Recycling batteries

 

The recycling of all collected end-of-life batteries is mandatory according to the provisions of the battery directive 2006/66/EC.

Because there are various types of batteries, all having a different chemical composition, several specific recycling processes are used depending of the chemistries. For example,  a recycling process for alkaline batteries is not suitable for recycling Li-ion batteries.

For portable batteries, the collection systems usually gather all types together without distinction. Therefore a sorting step is necessary before the recycling step itself.

Introduction

Portable batteries have different size, form, weight… They have different markings on their outer surface but not always allowing a perfect recognition of the type/chemistry.

The objective is to sort the portable batteries per chemistry as the recycling processes are usually devoted to a specific battery chemistry. 

Fortunately, the internal design of a battery is usually specific to a chemistry.
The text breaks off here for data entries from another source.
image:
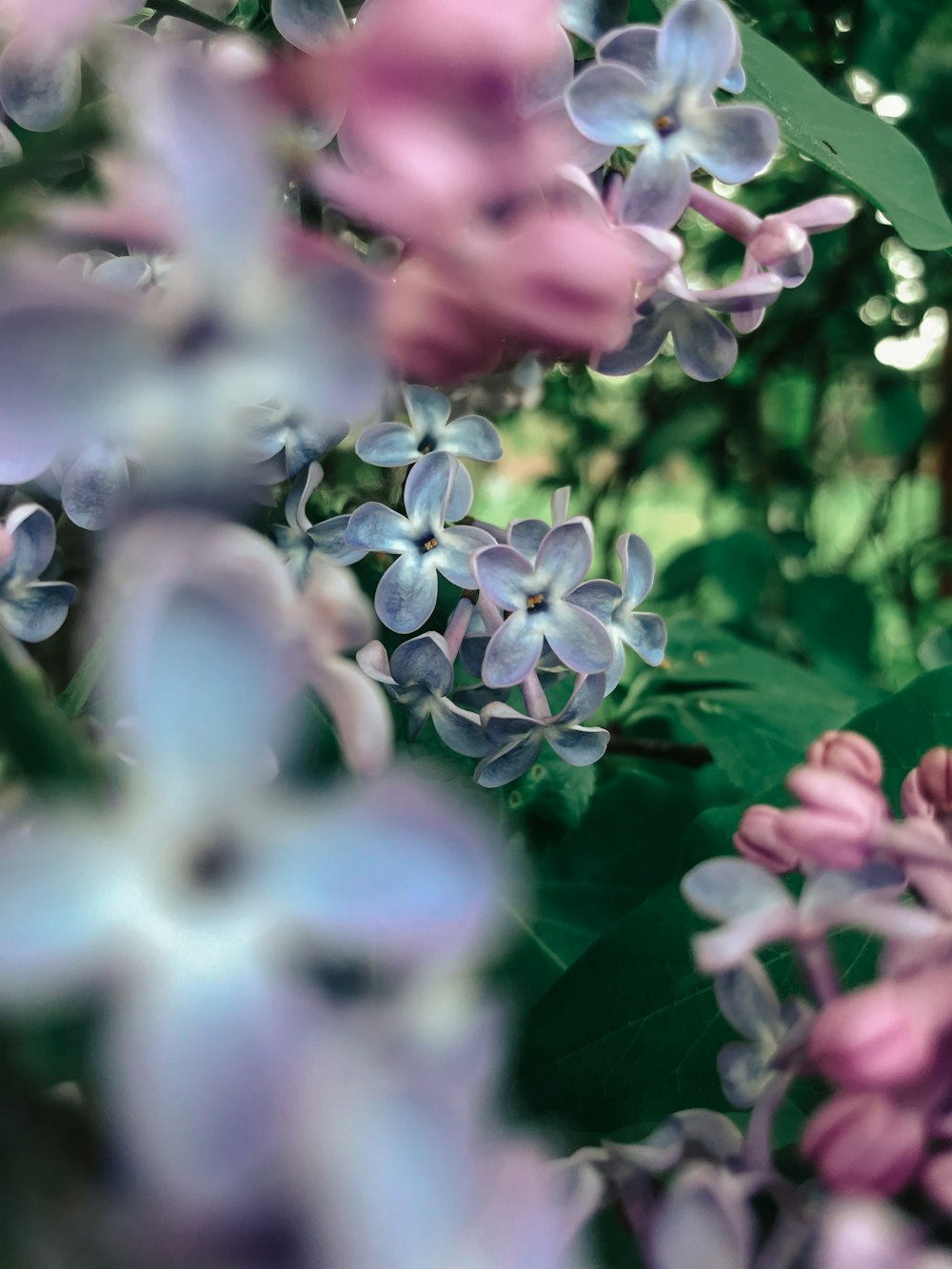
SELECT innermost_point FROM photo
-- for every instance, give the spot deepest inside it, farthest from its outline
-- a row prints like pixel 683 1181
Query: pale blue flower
pixel 704 346
pixel 426 545
pixel 536 598
pixel 395 445
pixel 518 738
pixel 32 609
pixel 615 606
pixel 419 677
pixel 673 117
pixel 192 905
This property is used (in combination with other characteristics) for sorting batteries on an industrial scale;

Here is an overview of the main sorting methods used:

  • Sorting By hand: based on the size, dimension, labels…

  • Sorting by x-ray : an Z-ray scan of the batteries reveals their internal design and can be used as a sorting method.

  • Sorting by electromagnetic properties: here also the magnetic scan of a battery reveals its internal construction and can be used for sorting batteries per chemistries.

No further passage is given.